|historic = aqueduct|
|A historic structure to convey water|
|Used on these elements|
|Status: in use|
|Tools for this tag|
An aqueduct is a structure for conveying water over a distance, typically using bridges to cross valleys and ravines. This tag doesn't require the aqueduct to be still working, it can also be applied to ruins and fragments.
Modern pipelines and canals are sometimes also called aqueducts, but this tag only deals with historic aqueducts.

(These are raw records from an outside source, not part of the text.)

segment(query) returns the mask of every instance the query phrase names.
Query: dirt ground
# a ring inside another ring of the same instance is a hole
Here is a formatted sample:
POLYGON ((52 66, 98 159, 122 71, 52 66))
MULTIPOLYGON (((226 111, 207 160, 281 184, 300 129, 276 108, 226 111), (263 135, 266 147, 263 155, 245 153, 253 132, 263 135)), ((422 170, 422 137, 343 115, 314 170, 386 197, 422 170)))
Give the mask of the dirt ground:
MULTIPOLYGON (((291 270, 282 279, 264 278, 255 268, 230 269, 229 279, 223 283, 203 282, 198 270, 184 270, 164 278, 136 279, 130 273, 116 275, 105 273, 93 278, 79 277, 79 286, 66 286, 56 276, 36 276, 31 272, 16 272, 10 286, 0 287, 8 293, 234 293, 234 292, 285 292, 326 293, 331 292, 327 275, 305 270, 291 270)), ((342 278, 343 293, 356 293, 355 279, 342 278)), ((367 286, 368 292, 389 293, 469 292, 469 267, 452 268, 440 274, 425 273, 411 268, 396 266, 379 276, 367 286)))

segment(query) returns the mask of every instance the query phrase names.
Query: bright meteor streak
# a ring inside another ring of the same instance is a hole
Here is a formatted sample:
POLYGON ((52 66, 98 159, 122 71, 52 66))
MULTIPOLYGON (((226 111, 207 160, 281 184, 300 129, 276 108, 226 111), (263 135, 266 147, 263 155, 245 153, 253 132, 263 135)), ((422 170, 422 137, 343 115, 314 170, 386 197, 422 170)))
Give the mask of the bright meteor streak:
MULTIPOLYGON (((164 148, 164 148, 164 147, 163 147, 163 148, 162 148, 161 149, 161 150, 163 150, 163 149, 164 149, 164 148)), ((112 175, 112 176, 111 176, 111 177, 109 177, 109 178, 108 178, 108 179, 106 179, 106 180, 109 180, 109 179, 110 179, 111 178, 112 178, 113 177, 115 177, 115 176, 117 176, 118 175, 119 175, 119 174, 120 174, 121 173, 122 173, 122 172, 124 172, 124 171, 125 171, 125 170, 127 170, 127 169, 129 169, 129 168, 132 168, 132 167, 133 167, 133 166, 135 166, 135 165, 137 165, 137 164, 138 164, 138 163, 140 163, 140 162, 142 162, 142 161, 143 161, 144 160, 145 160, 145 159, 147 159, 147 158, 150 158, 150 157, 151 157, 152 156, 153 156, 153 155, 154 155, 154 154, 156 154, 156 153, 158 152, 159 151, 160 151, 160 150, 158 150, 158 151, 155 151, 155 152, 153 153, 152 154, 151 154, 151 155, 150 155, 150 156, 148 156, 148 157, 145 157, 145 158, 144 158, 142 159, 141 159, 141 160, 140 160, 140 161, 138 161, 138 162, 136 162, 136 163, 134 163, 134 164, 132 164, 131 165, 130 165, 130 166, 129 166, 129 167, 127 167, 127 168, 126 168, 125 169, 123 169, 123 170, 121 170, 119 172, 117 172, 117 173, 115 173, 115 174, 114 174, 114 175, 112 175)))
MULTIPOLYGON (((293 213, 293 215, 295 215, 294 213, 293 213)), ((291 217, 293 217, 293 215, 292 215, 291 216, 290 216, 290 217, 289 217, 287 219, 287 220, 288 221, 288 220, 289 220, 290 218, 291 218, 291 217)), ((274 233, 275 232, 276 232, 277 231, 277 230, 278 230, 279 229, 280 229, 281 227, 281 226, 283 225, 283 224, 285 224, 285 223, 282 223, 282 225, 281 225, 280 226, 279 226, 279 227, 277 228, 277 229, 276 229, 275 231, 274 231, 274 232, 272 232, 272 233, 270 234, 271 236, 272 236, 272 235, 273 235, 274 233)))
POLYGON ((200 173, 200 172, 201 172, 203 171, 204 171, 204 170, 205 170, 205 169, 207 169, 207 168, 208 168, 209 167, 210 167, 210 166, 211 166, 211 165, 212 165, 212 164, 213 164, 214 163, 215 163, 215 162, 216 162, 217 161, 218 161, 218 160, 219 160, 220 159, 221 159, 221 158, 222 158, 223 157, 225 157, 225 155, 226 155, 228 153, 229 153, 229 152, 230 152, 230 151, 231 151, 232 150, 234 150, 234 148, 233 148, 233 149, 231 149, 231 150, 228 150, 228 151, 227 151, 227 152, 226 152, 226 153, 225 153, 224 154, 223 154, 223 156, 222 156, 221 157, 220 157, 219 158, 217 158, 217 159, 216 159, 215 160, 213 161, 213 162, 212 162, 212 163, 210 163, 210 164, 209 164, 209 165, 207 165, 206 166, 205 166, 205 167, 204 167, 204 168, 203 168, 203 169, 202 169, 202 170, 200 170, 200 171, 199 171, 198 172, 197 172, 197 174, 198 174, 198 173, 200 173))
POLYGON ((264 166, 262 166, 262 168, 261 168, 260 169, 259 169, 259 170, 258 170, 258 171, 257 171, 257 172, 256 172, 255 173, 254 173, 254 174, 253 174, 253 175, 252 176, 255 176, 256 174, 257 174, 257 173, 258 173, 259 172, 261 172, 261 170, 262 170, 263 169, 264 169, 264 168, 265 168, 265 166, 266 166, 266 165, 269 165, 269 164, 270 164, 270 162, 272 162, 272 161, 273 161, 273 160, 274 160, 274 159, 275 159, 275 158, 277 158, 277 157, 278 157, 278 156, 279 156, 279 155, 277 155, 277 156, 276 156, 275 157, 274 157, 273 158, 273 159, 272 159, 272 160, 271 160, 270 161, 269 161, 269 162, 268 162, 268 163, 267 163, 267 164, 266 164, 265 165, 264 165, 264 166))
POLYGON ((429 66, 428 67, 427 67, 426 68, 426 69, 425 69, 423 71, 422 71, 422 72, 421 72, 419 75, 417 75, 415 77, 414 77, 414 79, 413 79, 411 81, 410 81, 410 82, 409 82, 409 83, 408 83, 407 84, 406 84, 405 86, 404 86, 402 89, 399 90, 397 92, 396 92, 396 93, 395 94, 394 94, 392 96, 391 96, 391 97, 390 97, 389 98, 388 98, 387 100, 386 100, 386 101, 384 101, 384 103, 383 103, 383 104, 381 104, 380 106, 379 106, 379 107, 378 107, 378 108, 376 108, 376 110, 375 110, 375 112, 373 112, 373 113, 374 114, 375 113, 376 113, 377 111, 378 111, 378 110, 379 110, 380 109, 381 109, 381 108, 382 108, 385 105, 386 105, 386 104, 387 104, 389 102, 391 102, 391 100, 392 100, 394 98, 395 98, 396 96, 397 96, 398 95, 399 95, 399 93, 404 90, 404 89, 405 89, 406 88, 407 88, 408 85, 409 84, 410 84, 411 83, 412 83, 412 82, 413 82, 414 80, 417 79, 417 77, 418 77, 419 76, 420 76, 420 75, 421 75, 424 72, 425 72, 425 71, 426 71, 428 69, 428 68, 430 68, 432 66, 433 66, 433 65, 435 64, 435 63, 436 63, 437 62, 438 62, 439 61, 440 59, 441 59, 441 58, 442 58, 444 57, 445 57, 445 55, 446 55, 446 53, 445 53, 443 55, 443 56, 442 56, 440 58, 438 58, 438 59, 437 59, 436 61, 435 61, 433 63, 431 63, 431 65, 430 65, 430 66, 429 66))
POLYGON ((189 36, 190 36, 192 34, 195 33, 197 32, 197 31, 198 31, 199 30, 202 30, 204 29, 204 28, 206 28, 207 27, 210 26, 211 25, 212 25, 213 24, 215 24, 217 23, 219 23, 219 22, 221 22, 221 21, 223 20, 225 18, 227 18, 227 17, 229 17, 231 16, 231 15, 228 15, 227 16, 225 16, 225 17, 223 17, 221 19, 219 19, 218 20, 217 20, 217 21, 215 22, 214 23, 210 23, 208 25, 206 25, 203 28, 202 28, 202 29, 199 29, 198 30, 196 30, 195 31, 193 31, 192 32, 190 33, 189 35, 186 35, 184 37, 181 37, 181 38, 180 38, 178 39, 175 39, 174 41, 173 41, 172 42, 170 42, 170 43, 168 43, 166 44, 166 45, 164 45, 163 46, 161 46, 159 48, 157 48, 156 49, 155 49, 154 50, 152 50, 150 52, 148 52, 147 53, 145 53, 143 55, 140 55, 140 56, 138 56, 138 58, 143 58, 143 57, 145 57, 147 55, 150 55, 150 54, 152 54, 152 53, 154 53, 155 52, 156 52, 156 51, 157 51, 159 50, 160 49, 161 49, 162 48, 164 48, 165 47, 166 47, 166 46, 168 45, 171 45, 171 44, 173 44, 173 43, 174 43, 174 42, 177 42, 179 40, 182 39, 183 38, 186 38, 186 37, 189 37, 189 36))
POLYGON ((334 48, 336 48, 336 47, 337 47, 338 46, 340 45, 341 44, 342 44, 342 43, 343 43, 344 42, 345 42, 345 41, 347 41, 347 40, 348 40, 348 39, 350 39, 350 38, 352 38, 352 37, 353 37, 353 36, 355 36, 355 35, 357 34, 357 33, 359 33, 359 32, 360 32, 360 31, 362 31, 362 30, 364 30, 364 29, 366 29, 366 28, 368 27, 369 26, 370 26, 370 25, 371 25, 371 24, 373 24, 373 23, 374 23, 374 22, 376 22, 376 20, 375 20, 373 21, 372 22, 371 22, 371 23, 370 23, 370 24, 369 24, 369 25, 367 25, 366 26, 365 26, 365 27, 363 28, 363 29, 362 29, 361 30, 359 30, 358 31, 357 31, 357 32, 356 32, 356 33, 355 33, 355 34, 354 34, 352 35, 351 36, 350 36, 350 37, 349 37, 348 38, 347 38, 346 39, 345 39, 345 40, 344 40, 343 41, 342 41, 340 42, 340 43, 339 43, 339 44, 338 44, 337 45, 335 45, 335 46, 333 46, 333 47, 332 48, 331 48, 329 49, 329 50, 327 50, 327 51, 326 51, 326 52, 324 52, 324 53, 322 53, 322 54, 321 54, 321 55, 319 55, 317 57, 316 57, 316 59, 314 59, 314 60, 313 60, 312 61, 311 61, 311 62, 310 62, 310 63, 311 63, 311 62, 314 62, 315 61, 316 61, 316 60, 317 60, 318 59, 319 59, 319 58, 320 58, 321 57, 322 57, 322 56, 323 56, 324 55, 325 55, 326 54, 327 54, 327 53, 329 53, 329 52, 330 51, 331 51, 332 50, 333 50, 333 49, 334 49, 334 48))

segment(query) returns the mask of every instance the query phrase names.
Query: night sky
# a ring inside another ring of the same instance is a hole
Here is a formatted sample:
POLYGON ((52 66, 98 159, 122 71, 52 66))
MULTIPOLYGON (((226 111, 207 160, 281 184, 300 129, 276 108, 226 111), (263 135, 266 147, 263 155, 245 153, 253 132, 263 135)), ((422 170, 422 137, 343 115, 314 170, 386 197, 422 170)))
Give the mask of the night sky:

Unlike modern aqueducts they are still referred to as aqueducts even if there are only fragments left and they can't serve their original purpose.
How to map
Tags to use in combination
Other properties might be (if you know them, tag them):
- historic:civilization=* for the culture that originally constructed the aqueduct, e.g. ancient_roman
- start_date=* for the time when the aqueduct started to work
- bridge=aqueduct for parts of a functional aqueduct that are bridges (note that not all historic aqueducts are bridgelike structures, and not for all their way).
- ele=* if you know the elevation of distinct points of the aqueduct (level of the water / where once the water was) you can tag them like this
- ruins=yes if it is ruined
- wikipedia=* a link to Wikipedia's article about the feature
In some cases you might want to add
- tourism=attraction if the aqueduct is a tourist attraction.
- heritage=* if aqueduct is registered by an official heritage organisation.
Aqueducts generally tend to be long. Nowadays many of them are not entirely preserved, but you will find fragments. It is suggested to use a relation (to be defined) to join all aqueduct parts that once were continuous into one object, even if now they don't form a continuity.